QUESTIONS POUR UN MORPION
Par Michel Bellin le mardi 23 décembre 2008, 10:34 - Lien permanent
Jules me plaît de plus en plus par ses doutes, ses effrois, ses grosses fureurs attendrissantes. Il se sait seul. Il se sent perdu. Nu et abandonné.
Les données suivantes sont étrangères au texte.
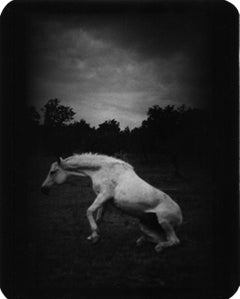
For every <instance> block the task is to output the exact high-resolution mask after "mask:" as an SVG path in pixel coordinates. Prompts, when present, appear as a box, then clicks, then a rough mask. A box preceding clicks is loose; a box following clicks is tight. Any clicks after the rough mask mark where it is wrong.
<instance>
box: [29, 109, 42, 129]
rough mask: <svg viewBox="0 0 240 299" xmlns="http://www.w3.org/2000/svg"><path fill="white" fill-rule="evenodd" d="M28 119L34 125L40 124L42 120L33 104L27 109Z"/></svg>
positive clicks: (31, 124)
mask: <svg viewBox="0 0 240 299" xmlns="http://www.w3.org/2000/svg"><path fill="white" fill-rule="evenodd" d="M27 120H28V122H29V123H30V125H32V126H38V125H39V121H40V114H39V113H38V112H37V110H36V108H35V107H33V106H31V107H29V108H28V110H27Z"/></svg>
D'où vient-il ? Où va-t-il ? Et que peut la terre qui le porte ? D'où vient cette petite planète ? Où se dirige-t-elle ? À moins qu'elle ne soit elle aussi abandonnée et perdue dans l'immense silence sidéral…
Dans les temps barbares qui sont les nôtres, Jules Laforgue est le poète moderne qu'il nous faut car il est indissociablement sarcastique et métaphysique tout en gardant son cœur d'enfant.
Dans les temps barbares qui sont les nôtres, Jules Laforgue est le poète moderne qu'il nous faut car il est indissociablement sarcastique et métaphysique tout en gardant son cœur d'enfant.
CURIOSITÉS DEPLACÉES
Oui moi, je veux savoir ! Parlez ! pourquoi ces choses ?
Où chercher le Témoin de tout ? Car l'univers
Garde un cœur quelque part en ses métamorphoses !
- Mais nous n'avons qu'un coin des immenses déserts !
Un coin ! et tout là-bas déroulement d'espaces
A l'infini ! Peuples de frères plus heureux !
Qui ne retrouveront pas même, un jour, nos traces
Quand ils voyageront à leur tour pas ces lieux !
Et j'interroge encor, fou d'angoisse et de doute !
Car il est une Énigme au moins ! j'attends ! j'attends !
Rien ! J'écoute tomber les heures goutte à goutte.
- Mais je puis mourir ! Moi ! Nul n'attendrit le temps !
Mourir ! n'être plus rien! rentrer dans le silence !
Avoir jugé les Cieux et s'en aller sans bruit !
Pour jamais ! sans savoir ! tout est donc en démence !
- Mais qui donc a tiré l'Univers de la nuit?
Jules Laforgue (1878-1883), Le sanglot de la terre, ŒUVRES COMPLÈTES, Mercure de France, 1946.